Buttato fuori dal cantiere di sempre, Slimane decide che non è ancora ora di arrendersi e prova a realizzare un sogno. Ma aprire un ‘attività non è facile, figurarsi per un immigrato. Nessuno lo dice mai apertamente, ma il razzismo strisciante nelle battute dei burocrati e della gente che conta arriva forte e chiaro. La stessa gente che verrà invitata nel barcone messo a nuovo, pronta a degustare gratis le meraviglie che la tradizione araba può offrire. Questo film non è un pamphlet sulle difficoltà degli immigrati a convivere in un paese diverso da quello di origine, è più uno scatto fotografico da reportage capace di ritrarre una verità di superficie in cui affiorano qui e là  verità  più profonde. Kechiche mette in bocca ai suoi personaggi dialoghi di vita semplice, quotidiana, quasi conversazioni da condominio. Si parla dei prezzi dei pannolini, si prende in giro uno dei generi di Slimane perchè non sa una parola di arabo, si grida al malocchio come responsabile di tutto ciò che succede o non succede. Si innescano meccanismi di pettegolezzi e invidie nelle due famiglie del nostro protagonista, che tiene sempre gli occhi bassi e un’espressione silente. Non sono eroi questi personaggi, né vittime né paladini. È gente comune. Kechiche riesce nella complicata impresa di tingere di universale le piccole storie di questi uomini, pur rimanendo strettamente ancorato al quotidiano e al suo lavorio. E lo fa anche e soprattutto attraverso i corpi. I visi sono sempre ripresi da vicino, in un rapporto epidermico coi soggetti. La prova più eclatante è nella danza finale in cui Rym si lancerà per distogliere l’attenzione degli invitati dall’assenza del cous cous (e che le è valso il premio a Venezia come miglior attrice emergente).
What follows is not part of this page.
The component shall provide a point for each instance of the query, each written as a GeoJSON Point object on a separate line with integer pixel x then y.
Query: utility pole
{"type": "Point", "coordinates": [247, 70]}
Il corpo qui è ebbro di sensualità e insieme di fatica. I tremori, il ventre rotondo, le forme accentuate e quello sforzo negli occhi, lo stesso affanno del patrigno che rincorre i tre ragazzini che gli han preso il motorino. L’ultima parte del film è un crescendo di suspense e aspettativa, fino al finale sospeso, che fa rimanere a bocca asciutta tutti gli invitati, spettatori compresi. Solo il barbone oggetto di carità da parte della prima moglie di Slimane ha potuto deliziarsi col cous cous. Il destino ha davvero il senso dell’umorismo, e pure il regista.

Consigliato a chi ha voglia di qualcosa di diverso. 


TITOLO ORIGINALE: La graine et le mulet; REGIA: Abdel Kechiche; SCENEGGIATURA: Abdel Kechiche; FOTOGRAFIA: Lubomir Bakchev; MONTAGGIO: Ghalya Lacroix; PRODUZIONE: Francia; ANNO: 2007; DURATA: 151 min.